O período de estiagem e as altas temperaturas colocam o meio ambiente de Manaus no centro das atenções. Com a redução das chuvas e o aumento do calor, cresce também o risco de queimadas urbanas, incêndios em áreas de vegetação e problemas relacionados à qualidade do ar.
Diante desse cenário, a Prefeitura de Manaus reforçou as ações de prevenção e combate às queimadas na capital.

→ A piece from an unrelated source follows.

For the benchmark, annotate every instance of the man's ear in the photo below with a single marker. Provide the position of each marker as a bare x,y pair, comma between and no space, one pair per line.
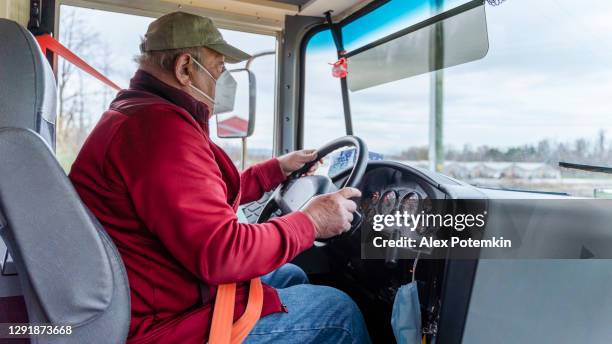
182,69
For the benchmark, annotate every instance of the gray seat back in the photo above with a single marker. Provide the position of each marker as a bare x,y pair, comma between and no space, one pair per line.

As medidas incluem monitoramento de focos de calor, fiscalização em áreas consideradas críticas e campanhas de conscientização para evitar a queima irregular de lixo e vegetação.
Tecnologia ajuda no monitoramento
Entre as estratégias adotadas pelo município está o uso de drones equipados com sensores térmicos para identificar precocemente possíveis focos de calor. Equipes também realizam rondas e ações educativas em regiões com histórico de ocorrências.
A Prefeitura alerta que a queima de resíduos e de vegetação pode provocar incêndios de maiores proporções, além de contribuir para a poluição do ar e causar impactos à saúde da população.
Amazonas em alerta para mudanças climáticas
O cenário também preocupa em nível estadual. Em junho, o Governo do Amazonas declarou, de forma preventiva, estado de emergência climática e ambiental diante das projeções relacionadas ao fenômeno El Niño 2026/2027.
O decreto considera a possibilidade de redução das chuvas, aumento das temperaturas, prolongamento da estação seca, diminuição dos níveis dos rios e elevação do risco de incêndios florestais na Amazônia.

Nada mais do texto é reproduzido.